As Greenland's overlord, Erik the Red took a cut of virtually everyone's
profits from the export of furs and ivory. Material success apparently did not
keep Erik and his family content, though; they undoubtedly heard of a voyage by
a captain named Bjarni Herjolfsson, who had been blown off course while en route
to Greenland from Iceland. After drifting for many days, Bjarni spotted a
forested land. But instead of investigating this unknown territory, he turned
back and reached Greenland.
Intrigued by this tale, Erik's eldest son Leif, sometime between 997 and
1003, decided to sail westward to find the new land. First, say the sagas, the
crew came to a forbidding land of rocks and glaciers. Then they sailed on to a
wooded bay, where they dropped anchor for a while. Eventually they continued
south to a place he called Vinland ("wineland," probably for the wild grapes
that grew there). Leif and his party made camp for the winter, then sailed home.
Members of his family returned in later years, but Leif never did. Erik died
shortly after his son returned, and Leif took over the Greenland colony. Though
he retained ownership of the Norse base in North America and received a share of
the riches that were brought back, he stopped exploring.

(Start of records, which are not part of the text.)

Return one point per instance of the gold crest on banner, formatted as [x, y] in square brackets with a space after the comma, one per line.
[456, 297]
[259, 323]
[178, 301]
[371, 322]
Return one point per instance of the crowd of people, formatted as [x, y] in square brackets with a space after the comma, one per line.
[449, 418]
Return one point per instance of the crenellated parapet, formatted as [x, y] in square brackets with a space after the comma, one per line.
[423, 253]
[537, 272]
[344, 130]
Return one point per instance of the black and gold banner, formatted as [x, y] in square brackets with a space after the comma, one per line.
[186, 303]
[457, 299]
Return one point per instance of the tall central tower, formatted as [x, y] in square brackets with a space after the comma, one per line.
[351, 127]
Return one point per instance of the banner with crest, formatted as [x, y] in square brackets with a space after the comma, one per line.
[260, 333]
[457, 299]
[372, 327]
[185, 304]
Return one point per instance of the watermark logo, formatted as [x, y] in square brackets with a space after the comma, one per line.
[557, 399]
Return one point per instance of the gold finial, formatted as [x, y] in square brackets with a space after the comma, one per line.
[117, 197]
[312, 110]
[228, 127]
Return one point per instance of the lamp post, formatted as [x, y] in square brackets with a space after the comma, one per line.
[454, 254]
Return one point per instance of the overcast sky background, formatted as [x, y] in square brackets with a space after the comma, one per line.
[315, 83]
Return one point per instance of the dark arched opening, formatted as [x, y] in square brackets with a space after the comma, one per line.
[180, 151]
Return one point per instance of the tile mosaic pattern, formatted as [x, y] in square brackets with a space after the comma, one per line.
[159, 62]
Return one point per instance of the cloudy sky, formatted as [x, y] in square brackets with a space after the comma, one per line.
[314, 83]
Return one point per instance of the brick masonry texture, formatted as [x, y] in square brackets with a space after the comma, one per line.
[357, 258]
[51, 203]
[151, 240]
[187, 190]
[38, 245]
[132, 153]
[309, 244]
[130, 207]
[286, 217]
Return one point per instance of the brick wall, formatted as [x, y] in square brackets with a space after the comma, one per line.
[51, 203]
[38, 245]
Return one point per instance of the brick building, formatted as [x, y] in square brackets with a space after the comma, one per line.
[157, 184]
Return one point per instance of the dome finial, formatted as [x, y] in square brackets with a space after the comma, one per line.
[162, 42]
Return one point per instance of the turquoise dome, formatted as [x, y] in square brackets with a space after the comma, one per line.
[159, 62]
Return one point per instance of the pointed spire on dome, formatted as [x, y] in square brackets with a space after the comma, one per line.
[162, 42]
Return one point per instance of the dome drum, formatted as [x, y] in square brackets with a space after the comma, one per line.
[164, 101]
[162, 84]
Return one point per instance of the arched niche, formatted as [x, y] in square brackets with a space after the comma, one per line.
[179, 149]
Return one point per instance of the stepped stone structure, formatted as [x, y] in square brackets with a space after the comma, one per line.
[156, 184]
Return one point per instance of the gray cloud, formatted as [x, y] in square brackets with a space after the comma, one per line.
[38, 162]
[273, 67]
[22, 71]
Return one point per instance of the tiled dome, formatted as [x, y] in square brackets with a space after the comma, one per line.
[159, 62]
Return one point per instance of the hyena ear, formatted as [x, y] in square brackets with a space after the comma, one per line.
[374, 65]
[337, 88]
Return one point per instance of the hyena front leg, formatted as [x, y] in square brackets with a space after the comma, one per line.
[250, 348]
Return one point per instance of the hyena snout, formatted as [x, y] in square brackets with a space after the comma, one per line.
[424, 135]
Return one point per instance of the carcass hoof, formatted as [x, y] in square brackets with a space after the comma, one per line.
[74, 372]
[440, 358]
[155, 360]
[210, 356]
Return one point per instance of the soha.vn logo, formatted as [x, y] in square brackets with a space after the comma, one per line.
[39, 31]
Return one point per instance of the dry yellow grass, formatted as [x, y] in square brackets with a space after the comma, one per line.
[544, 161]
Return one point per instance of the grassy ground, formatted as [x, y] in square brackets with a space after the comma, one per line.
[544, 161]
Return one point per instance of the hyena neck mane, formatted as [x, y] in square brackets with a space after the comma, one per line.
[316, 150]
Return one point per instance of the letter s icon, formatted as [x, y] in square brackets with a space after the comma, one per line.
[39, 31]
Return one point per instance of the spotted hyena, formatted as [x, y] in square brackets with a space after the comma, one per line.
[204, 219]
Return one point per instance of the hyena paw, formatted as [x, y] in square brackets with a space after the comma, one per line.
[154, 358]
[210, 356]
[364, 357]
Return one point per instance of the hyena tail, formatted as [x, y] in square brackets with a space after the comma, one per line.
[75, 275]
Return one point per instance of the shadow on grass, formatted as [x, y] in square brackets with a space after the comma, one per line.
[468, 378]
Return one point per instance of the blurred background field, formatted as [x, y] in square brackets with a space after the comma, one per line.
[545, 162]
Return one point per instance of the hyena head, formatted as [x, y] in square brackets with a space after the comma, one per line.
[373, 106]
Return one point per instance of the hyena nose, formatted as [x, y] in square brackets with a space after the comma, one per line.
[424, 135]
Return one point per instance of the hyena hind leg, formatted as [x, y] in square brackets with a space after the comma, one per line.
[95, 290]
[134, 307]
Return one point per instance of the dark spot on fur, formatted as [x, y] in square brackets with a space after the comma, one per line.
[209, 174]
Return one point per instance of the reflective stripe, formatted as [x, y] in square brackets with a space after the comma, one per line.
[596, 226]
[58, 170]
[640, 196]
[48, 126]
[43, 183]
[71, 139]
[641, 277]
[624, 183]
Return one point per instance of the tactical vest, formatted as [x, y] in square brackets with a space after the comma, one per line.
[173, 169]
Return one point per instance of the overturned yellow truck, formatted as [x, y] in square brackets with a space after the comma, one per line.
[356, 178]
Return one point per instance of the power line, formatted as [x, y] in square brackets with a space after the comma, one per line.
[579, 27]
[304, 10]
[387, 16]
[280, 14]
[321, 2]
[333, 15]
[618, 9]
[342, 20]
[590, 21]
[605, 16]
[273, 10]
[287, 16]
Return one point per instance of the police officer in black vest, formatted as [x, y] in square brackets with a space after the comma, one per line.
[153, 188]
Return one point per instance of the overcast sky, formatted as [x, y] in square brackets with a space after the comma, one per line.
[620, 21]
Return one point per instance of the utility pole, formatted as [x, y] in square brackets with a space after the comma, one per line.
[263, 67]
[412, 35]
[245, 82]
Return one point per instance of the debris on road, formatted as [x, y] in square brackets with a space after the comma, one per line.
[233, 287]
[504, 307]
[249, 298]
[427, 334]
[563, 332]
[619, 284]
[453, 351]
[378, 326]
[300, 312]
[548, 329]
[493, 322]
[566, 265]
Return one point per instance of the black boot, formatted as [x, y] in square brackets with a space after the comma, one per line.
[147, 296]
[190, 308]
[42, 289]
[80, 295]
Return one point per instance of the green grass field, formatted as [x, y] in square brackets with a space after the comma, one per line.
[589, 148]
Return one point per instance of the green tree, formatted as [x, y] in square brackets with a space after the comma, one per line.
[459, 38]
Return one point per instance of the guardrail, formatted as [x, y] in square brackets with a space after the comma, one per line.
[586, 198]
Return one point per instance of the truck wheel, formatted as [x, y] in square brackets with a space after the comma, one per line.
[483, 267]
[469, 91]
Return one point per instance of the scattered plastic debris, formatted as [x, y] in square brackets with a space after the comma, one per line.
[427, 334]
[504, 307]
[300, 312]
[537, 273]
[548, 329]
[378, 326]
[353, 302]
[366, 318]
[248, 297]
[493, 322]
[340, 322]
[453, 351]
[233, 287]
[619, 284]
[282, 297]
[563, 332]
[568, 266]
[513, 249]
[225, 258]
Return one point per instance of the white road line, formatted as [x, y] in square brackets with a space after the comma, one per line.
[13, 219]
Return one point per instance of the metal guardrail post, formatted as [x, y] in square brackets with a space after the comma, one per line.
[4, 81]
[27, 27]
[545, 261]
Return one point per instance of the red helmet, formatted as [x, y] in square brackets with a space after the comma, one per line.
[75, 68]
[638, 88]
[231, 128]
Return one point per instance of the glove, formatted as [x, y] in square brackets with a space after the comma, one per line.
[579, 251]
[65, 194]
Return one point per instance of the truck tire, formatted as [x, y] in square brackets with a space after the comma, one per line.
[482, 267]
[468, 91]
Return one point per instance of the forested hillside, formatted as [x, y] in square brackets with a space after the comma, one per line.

This much had long been known from the Icelandic sagas, but until 1960 there
was no proof of Leif's American sojourns. In retrospect, it is astonishing that
the evidence took so long to be found. That year Norwegian explorer Helge
Ingstad and his wife, archaeologist Anne Stine Ingstad, went to Newfoundland to
explore a place identified on an Icelandic map from the 1670s as "Promontorium
Winlandiae," near the small fishing village of L'Anse aux Meadows, in the
province's northern reaches. They were certain that it marked the location of an
ancient Norse settlement.
Finding the settlement turned out to be absurdly easy. When the Ingstads
asked the locals if there were any odd ruins in the area, they were taken to a
place known as "the Indian camp." They immediately recognized the grass-covered
ridges as Viking-era ruins like those in Iceland and Greenland.
During the next seven years, the Ingstads and an international team of
archaeologists exposed the foundations of eight separate buildings. Sitting on a
narrow terrace between two bogs, the buildings had sod walls and peaked sod
roofs laid over a (now decayed) wooden frame; they were evidently meant to be
used year-round. The team also unearthed a Celtic-style bronze pin with a
ring-shaped head similar to ones the Norse used to fasten their cloaks, a
soapstone spindle whorl, a bit of bone needle, a small whetstone for sharpening
scissors and needles, lumps of worked iron and iron boat nails. (All these items
helped win over detractors, since the artifacts were clearly not native to
America.)
Further excavations in the mid-1970s under the auspices of Parks Canada, the
site's custodian, made it plain that this was most likely the place where Leif
set up camp. Among the artifacts turned up: loom weights, another spindle whorl,
a bone needle, jasper fire starters, pollen, seeds, butternuts and, most
important, about 2,000 scraps of worked wood that were subsequently radiocarbon
dated to between 980 and 1020--just when Leif visited Vinland.
The configuration of the ruined buildings, the paucity of artifacts and
garbage compared with those found at other sites, and the absence of a cemetery,
stables and holding pens for animals have convinced Birgitta Linderoth Wallace,
the site's official archaeologist, that L'Anse aux Meadows wasn't a permanent
settlement and was used for perhaps less than 10 years.